Beim Mechanismus für die Jahre 2021-2028 handelt sich um den sechsten Finanzierungsmechanismus seit Inkrafttreten des EWR-Abkommens. Die Verhandlungen zum neuen Mechanismus haben jedoch erst im Juni 2022 mit grosser Verspätung gestartet und konnten am 30. November 2023 abgeschlossen werden. Aufgrund der Tatsache, dass die EWR-Finanzierungsmechanismen lückenlos verlaufen müssen, ist die eigentliche Implementierungsphase immer zeitversetzt. Dies erklärt den Bericht und Antrag zum aktuellen Zeitpunkt.
Das Übereinkommen über den EWR-Finanzierungsmechanismus 2021-2028 enthält die Verpflichtung der drei EWR/EFTA-Staaten, während der Periode vom 1. Mai 2021 bis zum 30. April 2028 einen Beitrag in der Höhe von EUR 1'805 Mio. zur Verfügung zu stellen. Dieser Beitrag beinhaltet EUR 100 Mio., die speziell Projekten mit Ukrainebezug gewidmet sind.
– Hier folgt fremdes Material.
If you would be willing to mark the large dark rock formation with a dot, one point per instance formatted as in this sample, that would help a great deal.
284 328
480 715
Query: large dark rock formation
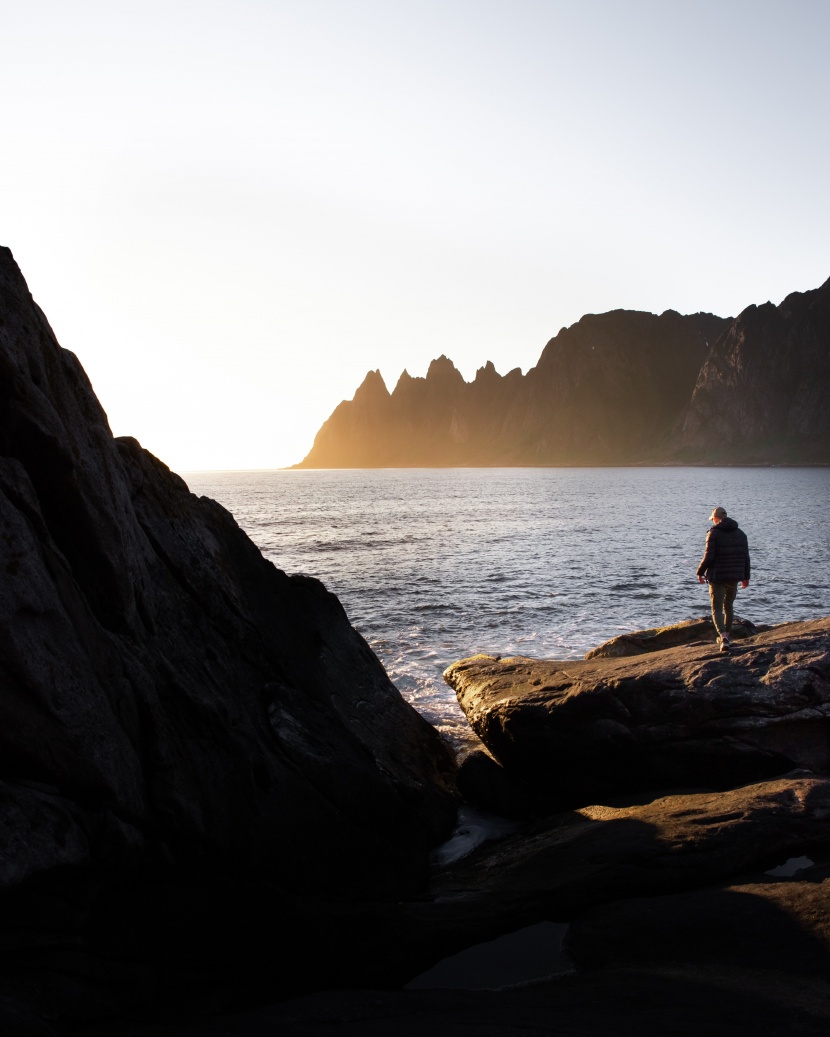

Das Verhandlungsergebnis entspricht einer Erhöhung des jährlichen Gesamtbeitrags der EWR/EFTA-Staaten im Vergleich zum letzten EWR-Finanzierungsmechanismus 2014-2021 um 16.6%, was leicht über der in der EU üblichen Indexierung von 2% pro Jahr (plus Zinseszins) oder knapp 15% (14.87%) über sieben Jahre liegt. Das zusätzliche Geld kommt vorwiegend Projekten mit Ukrainebezug zugute.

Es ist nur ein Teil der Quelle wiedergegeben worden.